The voltage comparator G1 controls the voltage value of the output end of the voltage comparator G according to the difference of the voltage values of the two input ends. As shown in FIG. 2, VCC + (+ 15V) is output when U + > U-, and VCC- (-15V) is output when U + < U-. The output terminal of the voltage comparator G1 serves as the output terminal of the voltage comparison module 30.

The third resistor R3 and the sixth resistor R6 are adjustable resistors.

As shown in fig. 2, the switch module 40 includes a switch tube G2, a seventh resistor R7, an eighth resistor R8, and a diode G3.

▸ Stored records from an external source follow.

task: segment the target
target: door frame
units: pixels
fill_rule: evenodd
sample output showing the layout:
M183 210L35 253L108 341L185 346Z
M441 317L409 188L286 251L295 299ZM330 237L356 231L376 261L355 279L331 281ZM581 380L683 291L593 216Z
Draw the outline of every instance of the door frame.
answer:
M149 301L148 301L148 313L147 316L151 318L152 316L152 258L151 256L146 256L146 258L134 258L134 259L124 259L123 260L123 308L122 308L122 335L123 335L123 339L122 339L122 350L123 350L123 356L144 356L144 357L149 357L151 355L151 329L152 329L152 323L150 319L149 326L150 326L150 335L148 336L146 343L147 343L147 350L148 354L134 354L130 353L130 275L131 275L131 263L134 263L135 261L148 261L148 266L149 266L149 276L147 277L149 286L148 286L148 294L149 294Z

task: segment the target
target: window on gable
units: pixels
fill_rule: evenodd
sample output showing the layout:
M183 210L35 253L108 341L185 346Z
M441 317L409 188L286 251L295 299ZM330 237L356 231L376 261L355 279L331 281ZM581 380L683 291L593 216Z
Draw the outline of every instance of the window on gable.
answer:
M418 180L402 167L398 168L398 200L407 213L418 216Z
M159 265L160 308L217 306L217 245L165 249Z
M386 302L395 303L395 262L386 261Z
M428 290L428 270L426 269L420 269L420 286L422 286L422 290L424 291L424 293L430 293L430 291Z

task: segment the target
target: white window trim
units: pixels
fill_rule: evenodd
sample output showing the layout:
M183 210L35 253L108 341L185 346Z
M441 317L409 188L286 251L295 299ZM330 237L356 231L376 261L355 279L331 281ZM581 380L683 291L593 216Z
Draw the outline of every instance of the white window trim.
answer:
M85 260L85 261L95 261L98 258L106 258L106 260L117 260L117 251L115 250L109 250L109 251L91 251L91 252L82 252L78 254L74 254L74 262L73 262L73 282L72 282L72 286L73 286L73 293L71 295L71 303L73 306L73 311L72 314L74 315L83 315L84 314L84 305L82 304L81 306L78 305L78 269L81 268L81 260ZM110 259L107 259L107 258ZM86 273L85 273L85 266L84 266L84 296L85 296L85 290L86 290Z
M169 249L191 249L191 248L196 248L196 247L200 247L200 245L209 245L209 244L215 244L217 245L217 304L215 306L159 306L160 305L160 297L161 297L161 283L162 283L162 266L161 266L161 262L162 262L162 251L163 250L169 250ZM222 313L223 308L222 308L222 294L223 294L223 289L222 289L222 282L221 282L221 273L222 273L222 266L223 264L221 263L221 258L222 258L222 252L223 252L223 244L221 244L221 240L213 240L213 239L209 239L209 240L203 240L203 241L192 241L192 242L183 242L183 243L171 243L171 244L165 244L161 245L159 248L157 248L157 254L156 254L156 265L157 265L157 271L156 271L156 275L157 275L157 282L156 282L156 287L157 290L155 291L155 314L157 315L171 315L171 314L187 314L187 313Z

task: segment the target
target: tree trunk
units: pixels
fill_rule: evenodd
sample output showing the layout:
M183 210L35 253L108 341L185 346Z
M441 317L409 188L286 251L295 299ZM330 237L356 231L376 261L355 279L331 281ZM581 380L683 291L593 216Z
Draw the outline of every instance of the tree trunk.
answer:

A first end of the seventh resistor R7 serves as a first end of the switch module 40, a second end of the seventh resistor R7 is connected to a gate of the switch tube G2, a drain and a source of the switch tube G2 serve as a second end and a third end of the switch module 40, respectively, the gate of the switch tube G2 passes through an eighth resistor R8 and a source of the switch tube G2, and is connected to a ground line.

The switch tube G2 may be a Metal-Oxide-Semiconductor Field-Effect Transistor (MOSFET), an Insulated Gate Bipolar Transistor (IGBT), or the like, for example.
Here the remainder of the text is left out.